Breakfast Cookies are your new morning hero. These chewy, nutrient-packed cookies are loaded with oats, dried fruit, seeds, and just enough sweetness to make them feel like a treat. They’re the perfect grab-and-go option for busy mornings, afternoon slumps, or even a late-night snack. Made in one bowl, customizable with your favorite mix-ins, and freezer-friendly for weeks, Breakfast Cookies are a smart way to meal prep and eat well—without sacrificing flavor or comfort.
Table of Contents
Why You’ll Love This Recipe
- 🌞 Made for busy mornings—portable, satisfying, and delicious
- 🍫 Hearty but sweet—the chewy texture of an oatmeal cookie with a wholesome twist
- 🥣 One-bowl recipe with no chilling required
- 🧺 Freezer-friendly—make a big batch and thaw as needed
- 👨👩👧👦 Kid-approved and adult-loved—everyone enjoys a cookie for breakfast!
Ingredients
- ½ cup (1 stick) salted butter, melted
- ½ cup dark brown sugar, packed
- ¼ cup granulated sugar
- 2 large eggs
- 1½ tsp vanilla extract
- 1 cup all-purpose flour
- ½ tsp baking soda
- ½ tsp kosher salt
- 1 tsp ground cinnamon
- 1½ cups old-fashioned oats
- ½ cup dried cherries (or raisins), chopped
- ½ cup puffed rice cereal
- ¼ cup pepitas (pumpkin seeds)
- ½ cup chocolate chips (optional but recommended!)
Instructions
- Preheat oven to 350°F (175°C). Line a baking sheet with parchment paper.

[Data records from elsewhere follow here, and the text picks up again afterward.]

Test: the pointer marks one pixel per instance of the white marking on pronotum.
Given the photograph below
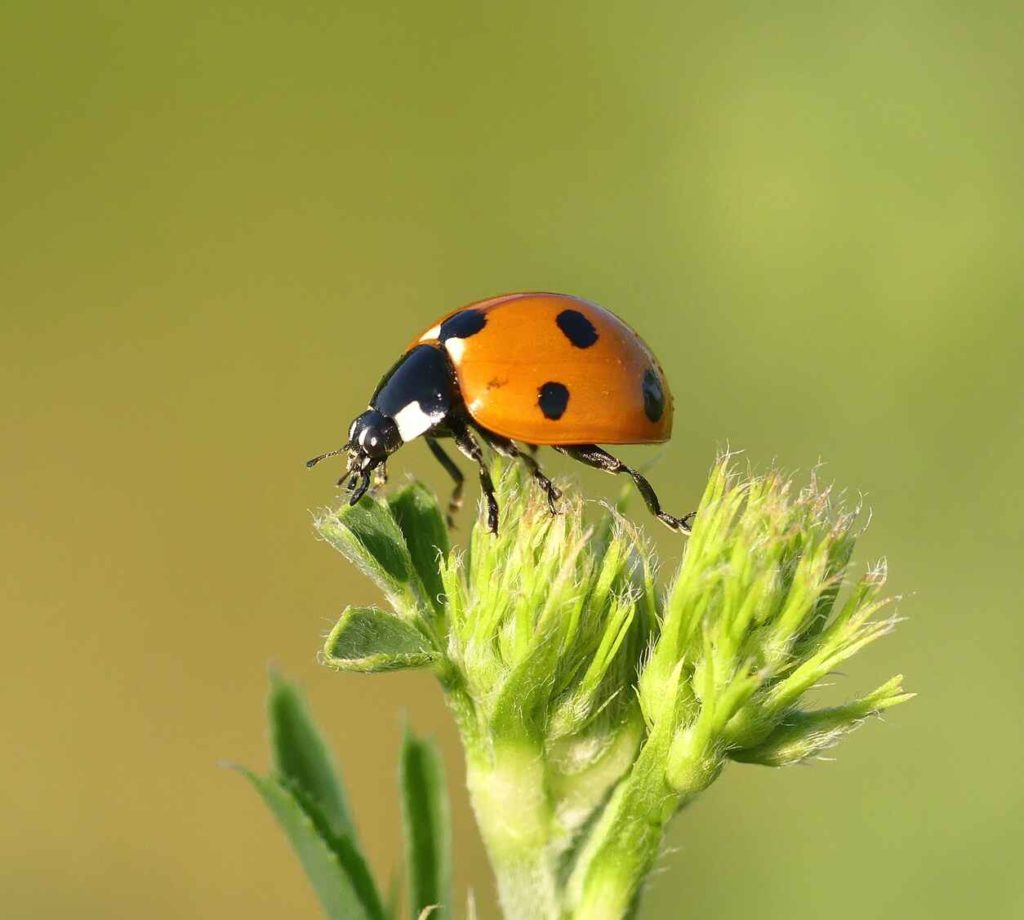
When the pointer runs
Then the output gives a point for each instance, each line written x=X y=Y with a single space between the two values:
x=455 y=347
x=413 y=421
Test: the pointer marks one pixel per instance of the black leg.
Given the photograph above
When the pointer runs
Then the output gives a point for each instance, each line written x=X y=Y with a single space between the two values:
x=455 y=502
x=361 y=489
x=380 y=476
x=508 y=449
x=592 y=455
x=467 y=444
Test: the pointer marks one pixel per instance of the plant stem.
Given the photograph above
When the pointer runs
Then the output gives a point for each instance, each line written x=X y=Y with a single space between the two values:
x=625 y=843
x=509 y=794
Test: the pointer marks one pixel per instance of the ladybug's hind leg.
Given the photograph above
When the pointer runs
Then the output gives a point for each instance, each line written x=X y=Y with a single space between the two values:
x=455 y=502
x=467 y=444
x=508 y=449
x=592 y=455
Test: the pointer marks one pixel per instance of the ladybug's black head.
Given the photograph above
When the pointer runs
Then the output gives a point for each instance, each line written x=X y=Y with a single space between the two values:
x=372 y=438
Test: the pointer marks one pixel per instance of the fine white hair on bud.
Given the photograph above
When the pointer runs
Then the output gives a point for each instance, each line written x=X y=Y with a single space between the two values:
x=592 y=702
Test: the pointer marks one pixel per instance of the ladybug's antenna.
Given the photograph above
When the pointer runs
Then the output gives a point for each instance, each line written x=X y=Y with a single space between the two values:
x=311 y=463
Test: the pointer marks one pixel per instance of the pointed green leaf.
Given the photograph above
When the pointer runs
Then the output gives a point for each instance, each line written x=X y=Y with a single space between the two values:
x=415 y=510
x=368 y=536
x=302 y=760
x=331 y=880
x=370 y=639
x=426 y=825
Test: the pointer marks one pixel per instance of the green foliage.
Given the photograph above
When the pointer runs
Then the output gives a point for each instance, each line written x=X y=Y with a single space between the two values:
x=593 y=705
x=426 y=825
x=371 y=639
x=306 y=796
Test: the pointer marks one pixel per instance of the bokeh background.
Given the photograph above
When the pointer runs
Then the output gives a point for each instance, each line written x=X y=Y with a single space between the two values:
x=219 y=222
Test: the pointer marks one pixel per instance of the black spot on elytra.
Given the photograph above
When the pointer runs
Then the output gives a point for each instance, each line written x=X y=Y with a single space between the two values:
x=462 y=325
x=553 y=398
x=578 y=328
x=653 y=396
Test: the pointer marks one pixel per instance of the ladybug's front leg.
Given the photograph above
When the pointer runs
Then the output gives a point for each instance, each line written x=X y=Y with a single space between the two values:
x=467 y=444
x=455 y=502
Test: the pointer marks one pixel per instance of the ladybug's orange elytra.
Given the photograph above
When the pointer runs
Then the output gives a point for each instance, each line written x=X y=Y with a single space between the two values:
x=615 y=391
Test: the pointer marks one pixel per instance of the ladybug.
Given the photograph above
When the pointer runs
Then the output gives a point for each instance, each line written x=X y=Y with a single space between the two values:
x=535 y=368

- In a large bowl, whisk together melted butter, brown sugar, and granulated sugar until smooth.
- Add eggs and vanilla extract. Mix until fully combined.
- In the same bowl, stir in flour, baking soda, salt, and cinnamon.
- Fold in oats, dried fruit, puffed rice cereal, pepitas, and chocolate chips.
- Scoop about 3 tablespoons of dough per cookie and press lightly to flatten to ~½-inch thick.
- Bake for 12–14 minutes or until edges are golden. Centers will look soft—do not overbake!
- Cool on baking sheet for 5 minutes, then transfer to wire rack to cool completely.
To freeze: Scoop dough onto a tray, freeze overnight, and store in a zip bag. Bake from frozen, adding 2–3 minutes to bake time.
Recipe Details

- Prep Time: 15 minutes
- Cook Time: 14 minutes
- Total Time: 30 minutes
- Yield: ~16 cookies
Nutrition Facts (Per Cookie – Approx.)
- Calories: 220
- Fat: 10g
- Carbs: 28g
- Sugar: 13g
- Protein: 4g
- Fiber: 2g
Tips & Variations
- 💡 Swap-ins: Use dried cranberries, raisins, or chopped apricots
- 🥜 Nut-friendly: Add chopped walnuts or almonds if no allergies
- 🍌 Banana twist: Replace one egg with ½ mashed banana for a softer texture
- 🌾 Gluten-free option: Use 1:1 gluten-free flour and certified GF oats
- 🍪 Crispier cookies: Flatten more before baking and bake a minute longer

Breakfast Cookies
Ingredients
Equipment
Method
- Preheat oven to 350°F. Line a baking sheet with parchment.
- Whisk butter and sugars. Add eggs and vanilla. Mix.
- Add flour, baking soda, salt, cinnamon. Stir well.
- Fold in oats, cherries, cereal, pepitas, chocolate.
- Scoop ~3 tbsp dough, flatten slightly.
- Bake 12–14 min until edges are golden.
- Cool on tray 5 min, then transfer to rack.
Notes
– Swap in any dried fruits or seeds
– Reduce sugar if desired
FAQs
Can I make these vegan?
Yes! Use plant-based butter, flax eggs (1 tbsp flax + 3 tbsp water per egg), and vegan chocolate.
How long do they keep?
Store in an airtight container for up to 5 days at room temp or 3 months in the freezer.
Are these good for kids?
Absolutely! They’re soft, sweet, and loaded with ingredients you’ll feel good about.
Can I reduce the sugar?
Yes—cut the sugar by ¼ cup for a less-sweet version, or use maple syrup or coconut sugar.
Conclusion
Breakfast Cookies strike the perfect balance between wholesome and indulgent. With customizable mix-ins, rich oatmeal texture, and a bit of sweetness, they feel like a treat while still fueling your day. Make a batch on Sunday and enjoy a healthy, satisfying breakfast all week long—no excuses needed to have cookies for breakfast anymore!